We've seen the idea before, in 2005, with the launch of the previous C1, the Peugeot 107, and the Toyota Aygo, all identical apart from their nose and tail styling and their badges, all powered by a one-litre Toyota engine, all made in a Toyota-run factory supplied with parts (engine apart) by Peugeot-Citroën. Which version you bought depended on which brand you were drawn to or, more likely, which dealer offered the best deal.
Nine years and many happy owners on, the trio is reborn. This time they look more distinct, especially the Toyota, which gets a front end that seems to have driven hard into something solid and cross-shaped. Of the three, the Peugeot 108 – the only one to get a new name – looks the most conventional; the Aygo is the wackiest; and the Citroën, like the 108, has the option of a powered, slide-open fabric roof. The tiny one-litre engine continues, but for the new cars this 68bhp option is joined by an 82bhp edition of Peugeot's new 1.2-litre unit.

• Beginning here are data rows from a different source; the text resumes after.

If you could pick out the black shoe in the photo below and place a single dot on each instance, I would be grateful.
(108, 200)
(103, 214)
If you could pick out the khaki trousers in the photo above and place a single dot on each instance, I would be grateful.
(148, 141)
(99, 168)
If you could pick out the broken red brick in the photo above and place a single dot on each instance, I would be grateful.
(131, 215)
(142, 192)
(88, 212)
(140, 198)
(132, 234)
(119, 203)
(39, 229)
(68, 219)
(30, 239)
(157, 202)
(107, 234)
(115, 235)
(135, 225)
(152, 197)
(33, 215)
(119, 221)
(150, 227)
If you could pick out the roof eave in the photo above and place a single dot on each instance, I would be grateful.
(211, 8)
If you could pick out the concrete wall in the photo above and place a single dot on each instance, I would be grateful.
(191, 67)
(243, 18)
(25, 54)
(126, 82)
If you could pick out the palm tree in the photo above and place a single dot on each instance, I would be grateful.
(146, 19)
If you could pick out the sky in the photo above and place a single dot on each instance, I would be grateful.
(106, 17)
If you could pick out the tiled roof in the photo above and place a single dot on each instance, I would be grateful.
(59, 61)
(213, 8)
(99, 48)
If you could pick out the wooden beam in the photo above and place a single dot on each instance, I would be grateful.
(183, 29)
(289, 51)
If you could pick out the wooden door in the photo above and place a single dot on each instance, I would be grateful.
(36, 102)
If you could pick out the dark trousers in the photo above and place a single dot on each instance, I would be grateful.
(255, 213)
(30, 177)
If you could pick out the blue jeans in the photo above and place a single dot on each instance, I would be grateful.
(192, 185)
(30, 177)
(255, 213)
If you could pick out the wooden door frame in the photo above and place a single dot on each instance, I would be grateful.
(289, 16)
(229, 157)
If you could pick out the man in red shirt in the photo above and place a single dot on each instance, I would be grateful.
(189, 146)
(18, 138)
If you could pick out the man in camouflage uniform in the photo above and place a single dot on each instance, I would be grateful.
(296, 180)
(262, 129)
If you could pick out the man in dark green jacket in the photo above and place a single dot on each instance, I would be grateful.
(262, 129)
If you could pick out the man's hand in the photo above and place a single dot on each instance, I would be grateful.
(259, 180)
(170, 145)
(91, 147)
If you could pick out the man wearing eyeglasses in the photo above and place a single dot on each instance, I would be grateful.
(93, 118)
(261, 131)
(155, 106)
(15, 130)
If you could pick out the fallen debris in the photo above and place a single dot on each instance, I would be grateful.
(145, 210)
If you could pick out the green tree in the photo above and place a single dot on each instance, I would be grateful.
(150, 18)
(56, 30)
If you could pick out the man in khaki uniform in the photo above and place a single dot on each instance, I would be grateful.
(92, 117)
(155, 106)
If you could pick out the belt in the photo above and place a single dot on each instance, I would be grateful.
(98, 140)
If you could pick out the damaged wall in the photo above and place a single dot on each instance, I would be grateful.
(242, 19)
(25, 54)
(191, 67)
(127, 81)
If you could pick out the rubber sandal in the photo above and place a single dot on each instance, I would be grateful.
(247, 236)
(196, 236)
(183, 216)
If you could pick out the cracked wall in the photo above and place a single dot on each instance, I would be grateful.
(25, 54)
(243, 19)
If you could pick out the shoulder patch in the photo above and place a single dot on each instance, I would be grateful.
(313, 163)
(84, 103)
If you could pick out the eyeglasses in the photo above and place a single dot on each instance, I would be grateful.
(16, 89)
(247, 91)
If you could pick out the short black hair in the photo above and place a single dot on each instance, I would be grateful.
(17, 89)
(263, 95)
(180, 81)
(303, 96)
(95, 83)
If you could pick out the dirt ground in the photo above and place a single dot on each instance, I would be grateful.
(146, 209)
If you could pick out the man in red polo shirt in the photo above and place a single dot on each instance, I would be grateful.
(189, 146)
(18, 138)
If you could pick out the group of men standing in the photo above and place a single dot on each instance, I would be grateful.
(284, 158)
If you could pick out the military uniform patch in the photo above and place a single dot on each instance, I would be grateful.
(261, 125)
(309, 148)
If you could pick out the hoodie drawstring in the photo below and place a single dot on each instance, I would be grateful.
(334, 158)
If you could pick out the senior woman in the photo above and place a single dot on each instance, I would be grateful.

The previous trio always looked as if they would be nippy and fun to drive, and that promise was mostly kept. They ran out of puff on motorways and tended to bounce and lollop on B-roads, but as essentially urban runabouts they could perhaps be forgiven. However, a Ford Ka or a Fiat Panda, similarly junior in the auto-hierarchy and easy on the pocket, were always a more pleasing drive.
Here is a chance for the new cars to push on, then, especially as newer, similarly priced rivals such as the Volkswagen Up, Kia Picanto and Hyundai i10 have been raising standards in the meantime.
Under the new skin, again offered with three or five doors, the C1/108/Aygo have changed little. They are a bit tougher, to make them safer and feel more solid, so they weigh slightly more while remaining svelte. The suspension has been recalibrated, the steering is now electrically assisted and my test C1 Airscape Feel (other C1 levels are Touch below and Flair above) has the new, bigger engine.
It also has a highly colourful interior with bright red dashboard inserts and seat-edge stripes like a coloured barcode, repeated outside on the centre pillars. The dashboard has a round speedometer on a pod which moves with the steering column's vertical adjustment, while a touch-screen display in a larger pod occupies the dashboard's middle. Among its abilities is the "mirroring" of your mobile-phone screen, so you can use your phone's satnav as long as there's a signal.
So far, so on trend, but this is a cheap car and feels it. The plastic mouldings don't have the quality to carry off the busy design they form, and there's none of the "premiumness" that makes Fiats and VWs so appealing. Nor does the C1 feel as sophisticated as an Up clone to drive, taking a sudden corner less keenly and suffering some surges and vibrations from its otherwise willing engine. It's capable, roomy and comfortable enough for a mini-car, and the roof is fun, but apart from the new electronics it does feel like the skin-deep update of an old design that it mostly is.